Not sure if it was his height or his Swahili accent but Halima fell for the guy worse than the unga prices have dropped. When she wasn’t out and about with him, she was giggling on her phone behind their house and plucking leaves that had no business been plucked. Their father once found her chilling at the local pool base and hell almost broke loose that day. It was all chaos and pandemonium at their house.

“That was the first time I saw Halima shouting back at our parents… my mum was so shocked she went mute for a week”

“And how was your relationship with her at this point?”

“We pretty much just lived in the same house…tulipitana pitana jikoni but that was about it”

“What was his name, the Tz guy?”

“Can’t remember and never bothered to really ask her…all I remember was him coming at our gate and telling me ‘niitie dada yako nina mawili matatu nataka kumweleza’…”

That cracked me up. Only Tz guys can get away with having ‘mawili matatu’ as part of their vocabulary. And to think Humphrey also met his long-lost sister kwa line ya matatu.

She eventually eloped with her Prince Charming. The happily-ever-after their young love promised was too good a deal for Halima. It was the kind of thrill that convinces you to denounce your family and leave, aiming for the stars the supposed love of your life has promised you. Her parents turned Mombasa upside down looking for her. Their father became a patient in the hospital he worked at and the mother lost a bit of her sanity looking for answers in all the wrong places.
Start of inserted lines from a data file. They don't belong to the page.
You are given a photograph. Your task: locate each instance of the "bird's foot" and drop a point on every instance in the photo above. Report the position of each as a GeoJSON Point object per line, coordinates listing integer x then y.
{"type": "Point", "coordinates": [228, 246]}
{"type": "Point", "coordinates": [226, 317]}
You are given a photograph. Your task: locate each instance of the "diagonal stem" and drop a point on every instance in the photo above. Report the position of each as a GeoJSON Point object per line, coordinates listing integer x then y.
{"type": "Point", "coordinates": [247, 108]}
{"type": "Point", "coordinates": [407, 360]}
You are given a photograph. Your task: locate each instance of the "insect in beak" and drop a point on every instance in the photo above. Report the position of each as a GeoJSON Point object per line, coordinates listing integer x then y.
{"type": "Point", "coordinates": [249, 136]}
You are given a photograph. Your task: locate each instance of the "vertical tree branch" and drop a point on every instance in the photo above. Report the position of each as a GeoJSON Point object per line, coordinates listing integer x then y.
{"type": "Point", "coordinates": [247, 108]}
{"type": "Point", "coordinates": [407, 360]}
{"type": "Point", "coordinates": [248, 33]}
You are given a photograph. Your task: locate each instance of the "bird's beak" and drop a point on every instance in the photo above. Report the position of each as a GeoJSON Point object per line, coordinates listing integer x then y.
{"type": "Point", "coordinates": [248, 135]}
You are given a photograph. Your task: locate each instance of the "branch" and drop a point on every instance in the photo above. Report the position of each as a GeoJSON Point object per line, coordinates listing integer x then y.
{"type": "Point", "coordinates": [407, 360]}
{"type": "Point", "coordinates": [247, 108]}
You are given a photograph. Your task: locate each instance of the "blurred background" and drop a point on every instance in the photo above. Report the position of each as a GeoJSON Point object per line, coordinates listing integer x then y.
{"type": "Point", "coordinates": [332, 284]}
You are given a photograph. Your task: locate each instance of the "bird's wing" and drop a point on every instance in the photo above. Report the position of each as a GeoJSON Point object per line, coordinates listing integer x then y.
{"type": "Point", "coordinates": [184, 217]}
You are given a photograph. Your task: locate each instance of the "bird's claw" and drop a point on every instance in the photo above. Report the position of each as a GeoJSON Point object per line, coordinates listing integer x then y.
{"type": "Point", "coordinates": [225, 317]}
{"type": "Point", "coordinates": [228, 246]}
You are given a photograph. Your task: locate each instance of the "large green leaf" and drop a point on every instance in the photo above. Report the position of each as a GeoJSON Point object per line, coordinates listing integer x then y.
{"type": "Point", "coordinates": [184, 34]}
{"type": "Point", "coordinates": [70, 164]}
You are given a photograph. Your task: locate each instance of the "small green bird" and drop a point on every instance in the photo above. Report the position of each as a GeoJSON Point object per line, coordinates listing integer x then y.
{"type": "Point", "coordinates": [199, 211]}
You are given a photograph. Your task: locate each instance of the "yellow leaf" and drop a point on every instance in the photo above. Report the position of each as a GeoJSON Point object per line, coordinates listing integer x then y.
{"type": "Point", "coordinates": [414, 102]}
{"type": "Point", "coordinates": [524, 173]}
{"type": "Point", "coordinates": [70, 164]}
“So they snuck to Tanzania and started living at the guy’s family home… they had it good for a while. The guy set up a small hotel for her and he got a motorbike for himself that he used as a taxi…then shit hit the fan after he hit a cow…it was dead in the night… everyone thought amerogwa because who hits a cow in the middle of the night, especially after they’ve just brought a young wife home”
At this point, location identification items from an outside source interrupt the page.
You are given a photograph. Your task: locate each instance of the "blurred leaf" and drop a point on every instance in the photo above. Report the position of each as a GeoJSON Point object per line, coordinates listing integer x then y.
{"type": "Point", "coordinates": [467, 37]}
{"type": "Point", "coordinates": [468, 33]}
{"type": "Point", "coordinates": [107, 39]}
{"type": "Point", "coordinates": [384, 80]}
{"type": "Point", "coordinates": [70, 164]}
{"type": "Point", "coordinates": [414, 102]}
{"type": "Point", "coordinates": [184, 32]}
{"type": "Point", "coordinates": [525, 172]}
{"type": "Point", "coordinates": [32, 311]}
Halima’s ride or die was now bedridden. He had punctured lungs, and broken ribs but all of these were nothing compared to the severe damage his spine took. She nursed her husband as her uterus nursed new life in her. 7 months later and her small family of 2 got a new member.

“She named the baby Wakio after our mother…”

“Was the baby born at night?”

“Yea, just like me…we’re offsprings of the dark, haha”

Most cults would give an arm and a leg just to have that as their name.

Humphrey paid his sister a visit sometime last week. His niece is a big girl now. She thinks he looks a lot like her mum, his sister. She told him stories you’d never hear unless you lived in Tanzania. Her Tanzanian dad’s death didn’t shake her as much as it shook Halima, partly because he spent most of his remaining time at the hospital and not around her. They went out and ate ice cream together, just like in the old days. He’s not sure how to break this news to his parents though. But he promised to. He even took his sister out shopping, you don’t go see your parents empty-handed.